I found Abraham Bacon in a friends family tree, and his life, shocked me, although it shouldn’t have done as I did know that punishment could be harsh, but when you find it happening among people you’ve become somehow invested in, it feels more personal.
Abraham was born before the advent of civil registration of births, marriages and deaths, around 1794 give or take a year, what we know about his life comes from parish registers, a criminal register, transportation records and small newspaper snippets. On 11th December 1814 he married Elizabeth Ratcliffe at Layham. Most people in rural Suffolk villages were agricultural labourers.
Elizabeth Ratcliffe already had a four year old daughter, Charlotte Ratcliffe, and then Abraham and Elizabeth went on to quickly have four children; Joseph Bacon, James Bacon, Ann Bacon and Sarah Bacon.
In 1823 Abraham Bacon was tried for theft, at Ipswich Lent assizes for burglary, also convicted at the same time were a Joseph Ratcliffe, Joseph Ward and David Bugg.
Bury and Norwich Post 26th Feb 1823
Then I found this, and my blood ran cold, you might need a magnifying glass, David Bugg, Joseph Ratcliffe and Abraham Bacon were sentenced to death on 21st March 1823:
It seems extraordinary harsh to be sentenced to death for stealing what amounted to food and a tool, and I’m willing to bet they were driven by hunger.
Norwich Mercury 5th April 1823
Bury & Norwich Post 23rd April 1823
Joseph Ward was acquitted, David Bugg, Joseph Ratcliffe and our Abraham Bacon were sentenced to transportation to Australia for life.
The last sighting, I found of Abraham was at the age of 40, in Cook, Australia, where he was granted a ticket of leave, these were granted to convicts who seemed able to support themselves, they also gave permission for a convict to marry or bring a wife over from Britain. His wife, Elizabeth, disappears as well, and not for want of me trying to find her in England and Australia.
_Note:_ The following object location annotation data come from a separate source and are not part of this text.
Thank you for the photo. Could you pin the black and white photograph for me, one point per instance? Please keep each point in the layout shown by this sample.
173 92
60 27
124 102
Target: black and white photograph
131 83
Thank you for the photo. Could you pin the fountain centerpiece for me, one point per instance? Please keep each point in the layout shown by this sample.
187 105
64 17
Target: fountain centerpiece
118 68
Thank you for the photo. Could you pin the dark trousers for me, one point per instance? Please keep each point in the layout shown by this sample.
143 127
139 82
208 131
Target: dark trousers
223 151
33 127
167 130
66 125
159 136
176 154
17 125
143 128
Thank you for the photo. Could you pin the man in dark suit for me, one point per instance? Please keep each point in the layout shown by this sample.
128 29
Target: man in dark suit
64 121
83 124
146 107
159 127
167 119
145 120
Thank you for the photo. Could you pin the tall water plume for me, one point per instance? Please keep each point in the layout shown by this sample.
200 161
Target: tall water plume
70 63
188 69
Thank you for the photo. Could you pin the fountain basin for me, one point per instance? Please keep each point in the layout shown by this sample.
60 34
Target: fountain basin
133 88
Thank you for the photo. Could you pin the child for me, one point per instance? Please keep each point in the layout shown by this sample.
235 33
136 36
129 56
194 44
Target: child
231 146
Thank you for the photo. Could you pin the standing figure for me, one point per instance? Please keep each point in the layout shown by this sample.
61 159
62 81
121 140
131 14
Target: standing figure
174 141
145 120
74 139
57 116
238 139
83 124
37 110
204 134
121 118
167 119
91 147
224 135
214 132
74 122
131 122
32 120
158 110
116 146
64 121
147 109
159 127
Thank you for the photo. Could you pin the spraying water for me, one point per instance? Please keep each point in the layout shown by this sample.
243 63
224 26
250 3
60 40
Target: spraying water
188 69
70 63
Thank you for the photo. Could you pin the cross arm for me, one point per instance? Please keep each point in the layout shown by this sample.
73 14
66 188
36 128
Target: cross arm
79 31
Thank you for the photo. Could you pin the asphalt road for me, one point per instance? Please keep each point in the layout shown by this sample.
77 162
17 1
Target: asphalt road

As for the four children of Abraham and Elizabeth, their oldest, Joseph Bacon is also sentenced to transportation to Australia in 1843 and settles there, and their daughter Ann Bacon marries someone who is also transported to Australia for theft, Ann remarries and goes on to have six children. James Bacon settles in London, and the youngest Sarah Bacon disappears without trace too.